CLINICAL decisions that directly affect patients are increasingly being taken by managers with no clinical background whatsoever, it was claimed yesterday.

Paddy Ross, retiring chairman of the Joint Consultants' Committee of the British Medical Association and medical Royal Colleges, warned that the NHS changes have produced a 'sinister' shift in decision- taking away from doctors.

'Recently I had personal experience of a business manager with no medical background who independently telephoned patients on a surgical waiting list to ask if their operation was still necessary,' Mr Ross, a surgeon at the Royal Hallamshire hospital, in Sheffield, said.

'I regard this as sinister because I do not believe that the public realises that decisions with clinical consequences are being taken more and more by such people.'

Mr Ross said in that case he 'blew a fuse' and the manager desisted. But managers were arranging operating lists and then putting only GP fund-holders' patients on them, regardless of the clinical priority of non-fundholding patients. 'I do not think patients realise that decisions on whether they get an operation or not are being made by people with no clinical experience.'

Equally the medical expertise in the health authorities which were purchasing care was limited, he said. 'It will get better. But essentially decisions about what should be purchased are being made by managers not by health professionals.'

The elevation of managerial judgements over medical ones, he said, 'is, I suspect, a deliberate policy on the part of government because the managers . . . will accept balancing the books as their number one priority, whereas the doctor will always treat the individual patient'.

Mr Ross, who is retiring a year early to become dean of clinical studies at St George's University medical school, in Grenada, said he supported doctors being cost conscious.

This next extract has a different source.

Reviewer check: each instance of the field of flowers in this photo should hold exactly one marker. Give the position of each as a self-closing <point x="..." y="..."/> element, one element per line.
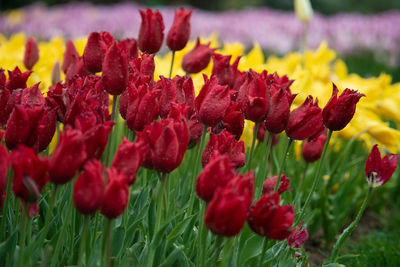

But he said: 'I believe that making NHS doctors much more income conscious will have a corrupting influence on the profession for which we may well pay a high price - like the medical profession in the US, we will risk of losing the respect of the public.'

GP fund-holders almost doubled the savings they made on their budgets in the second year of fund- holding, figures from parliamentary answers have revealed.

Huge variations in how much practices have saved, or retained as 'surpluses', prompted Alan Milburn, Labour MP for Darlington, to call for a National Audit Office investigation into a 'misuse of public funds'.

The figures showed that in the first year of GP fund-holding, practices made savings of pounds 17m. Just pounds 2.5m of that was returned to health authorities. Last year the savings jumped to just under pounds 32m, while average savings per fund-holder varied from pounds 25,000 in the South- west to pounds 96,000 in the West Midlands. 'Some GPs are making excess profits on the back of public subsidy while hospitals are having to cut back,' Mr Milburn said.